“With the cow, I was confident that we could afford my son’s university education,” Mrs Sam, 50, said.
Written by Ho Huu Nhan, Phan The Chien, Phan Thanh Công, Tran Thi Thuy, Le Duong Quynh Trang, Nguyen Thi Tình.
Simply being able to make ends meet used to be a far off dream for Mrs Le Thi Sam, 50, who lives in Trieu Phong district in Quang Tri province.
“Our family didn’t have any warm blankets and we only had one bicycle for all six of us. I didn’t think I would be able to afford higher education for all my four children,” she recalled.
Mrs Sam and her husband’s main source of income was rice farming and her husband also worked as a bricklayer when the harvest was over. However, they could not earn enough for their daily needs.
Mrs Sam had to borrow from her neighbours every day with most of their meals consisting of home-grown vegetables, rice mixed with sweet potatoes and fish sauce. Breakfast was dried or boiled sweet vegetables. “We never ate the ducks or chickens that we raised, so we could sell them at the local market to have some money for our children’s education,” the woman continued.
“When my eldest son was already a second-year student at university, my second eldest son passed the entrance exam for another university. He was so happy, but my husband and I were very worried about the cost,” Mrs Sam explained.
Eventually, due to their financial plight, the parents took the difficult decision to ask their son not to continue his studies. “He asked us to borrow some money for his university fees and promised to help pay it back when he was graduated,” she added.
It was 2008 and Mrs Sam and her husband didn’t know what to do for the best. But before they had come to a final decision, they received a cow from World Vision.

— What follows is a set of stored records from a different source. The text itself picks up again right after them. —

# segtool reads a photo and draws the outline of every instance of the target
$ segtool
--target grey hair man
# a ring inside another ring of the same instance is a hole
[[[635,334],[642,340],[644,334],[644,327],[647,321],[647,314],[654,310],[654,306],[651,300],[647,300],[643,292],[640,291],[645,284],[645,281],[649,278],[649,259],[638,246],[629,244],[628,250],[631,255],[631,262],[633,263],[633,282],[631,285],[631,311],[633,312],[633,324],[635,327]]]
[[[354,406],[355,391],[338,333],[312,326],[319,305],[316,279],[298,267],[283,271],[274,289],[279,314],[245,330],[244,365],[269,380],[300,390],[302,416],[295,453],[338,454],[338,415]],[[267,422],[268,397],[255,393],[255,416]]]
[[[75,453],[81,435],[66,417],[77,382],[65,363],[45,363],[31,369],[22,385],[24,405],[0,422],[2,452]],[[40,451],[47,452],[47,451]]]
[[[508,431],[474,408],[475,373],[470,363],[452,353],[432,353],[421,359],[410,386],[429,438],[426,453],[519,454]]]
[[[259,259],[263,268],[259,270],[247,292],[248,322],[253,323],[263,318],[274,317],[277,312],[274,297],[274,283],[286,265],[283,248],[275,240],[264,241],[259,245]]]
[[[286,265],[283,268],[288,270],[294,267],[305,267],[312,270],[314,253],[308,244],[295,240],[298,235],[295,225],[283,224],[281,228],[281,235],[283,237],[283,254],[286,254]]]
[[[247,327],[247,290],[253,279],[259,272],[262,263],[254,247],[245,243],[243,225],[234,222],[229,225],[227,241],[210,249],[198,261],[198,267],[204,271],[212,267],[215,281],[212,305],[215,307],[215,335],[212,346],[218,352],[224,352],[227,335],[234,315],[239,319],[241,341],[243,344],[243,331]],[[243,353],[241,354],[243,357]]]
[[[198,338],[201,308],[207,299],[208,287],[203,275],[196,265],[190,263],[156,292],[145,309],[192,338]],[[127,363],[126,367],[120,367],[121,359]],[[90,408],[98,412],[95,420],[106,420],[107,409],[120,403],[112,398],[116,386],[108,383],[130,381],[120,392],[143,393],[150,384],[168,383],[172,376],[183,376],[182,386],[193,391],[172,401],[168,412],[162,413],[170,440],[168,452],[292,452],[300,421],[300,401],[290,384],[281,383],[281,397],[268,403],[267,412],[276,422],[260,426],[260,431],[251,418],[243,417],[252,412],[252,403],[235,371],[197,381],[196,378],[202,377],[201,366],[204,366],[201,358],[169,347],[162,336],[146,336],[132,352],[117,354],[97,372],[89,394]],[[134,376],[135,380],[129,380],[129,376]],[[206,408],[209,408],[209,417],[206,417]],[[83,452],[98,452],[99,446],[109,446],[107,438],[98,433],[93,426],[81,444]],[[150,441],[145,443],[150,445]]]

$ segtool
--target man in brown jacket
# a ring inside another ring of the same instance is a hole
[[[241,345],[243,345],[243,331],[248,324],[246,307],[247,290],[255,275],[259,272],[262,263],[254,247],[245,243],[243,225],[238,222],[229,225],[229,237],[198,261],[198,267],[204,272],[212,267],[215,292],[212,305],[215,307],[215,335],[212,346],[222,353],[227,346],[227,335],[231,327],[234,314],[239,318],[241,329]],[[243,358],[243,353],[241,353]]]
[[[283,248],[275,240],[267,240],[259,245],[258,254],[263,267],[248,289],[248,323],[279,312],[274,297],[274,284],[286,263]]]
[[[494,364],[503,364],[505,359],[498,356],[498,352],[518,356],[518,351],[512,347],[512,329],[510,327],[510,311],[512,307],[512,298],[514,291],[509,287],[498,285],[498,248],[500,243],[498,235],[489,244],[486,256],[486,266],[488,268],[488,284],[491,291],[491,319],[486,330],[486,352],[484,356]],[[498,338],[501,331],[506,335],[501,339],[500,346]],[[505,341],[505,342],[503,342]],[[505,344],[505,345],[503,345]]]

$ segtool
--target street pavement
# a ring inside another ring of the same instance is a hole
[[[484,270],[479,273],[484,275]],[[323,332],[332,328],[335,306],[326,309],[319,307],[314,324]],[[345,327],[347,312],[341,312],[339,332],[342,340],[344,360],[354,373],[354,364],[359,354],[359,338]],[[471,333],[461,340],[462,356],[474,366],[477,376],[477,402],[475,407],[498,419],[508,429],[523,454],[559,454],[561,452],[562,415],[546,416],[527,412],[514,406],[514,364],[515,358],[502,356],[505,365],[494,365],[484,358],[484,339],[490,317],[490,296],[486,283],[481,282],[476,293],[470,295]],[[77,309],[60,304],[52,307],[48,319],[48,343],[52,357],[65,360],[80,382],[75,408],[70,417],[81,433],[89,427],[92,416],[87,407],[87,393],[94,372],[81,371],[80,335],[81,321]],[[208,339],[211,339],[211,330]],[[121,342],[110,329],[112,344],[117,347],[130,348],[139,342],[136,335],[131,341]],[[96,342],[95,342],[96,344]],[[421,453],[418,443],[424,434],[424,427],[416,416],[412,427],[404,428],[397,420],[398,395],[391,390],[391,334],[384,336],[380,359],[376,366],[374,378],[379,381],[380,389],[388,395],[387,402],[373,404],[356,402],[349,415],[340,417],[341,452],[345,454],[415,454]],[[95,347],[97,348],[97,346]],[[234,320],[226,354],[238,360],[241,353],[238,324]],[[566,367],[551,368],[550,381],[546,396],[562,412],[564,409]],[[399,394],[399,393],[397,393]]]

“It was so lucky. With the cow, I was confident that we could afford my son’s university education,” she said. “We had always dreamt of having a cow as it would allow us to save money, but I didn’t think that it would come true.”
Ngan (left), Mrs Sam’s daughter, is happy when receiving a letter from her sponsor.
Mrs Sam is a member of the local Development and Society Group (DSG) for poor farmers. At their monthly meetings, the members share their experiences of cultivation, raising animals and taking care of their children and also contribute to their group’s savings. To assist the operation of the group, World Vision provides its members with technical training and initial material support, such as seeds and breeding animals.
Mrs Sam’s family now have five cows with a further one given to a fellow DSG member in 2012 and another sold to cover their son’s education.
“My eldest son has graduated from university now and found a good job, which means he can help us support my two daughters’ education,” the woman said. “We expect to have two more calves in 2014 and I plan to sell two cows for money to rebuild my kitchen and toilet.”
“I believe that it was both our strong determination and World Vision’s support that helped us overcome our difficulties,” she confirmed.
The family now lives in a recently repaired house while Mrs Sam’s two daughters go to school on their own bicycles and her husband has a motorbike to get to work.
“I was so happy when my house was repaired,” said Ngan, the youngest daughter, who belongs to World Vision’s sponsorship programme. “I’ll study hard so I can be a geography teacher.”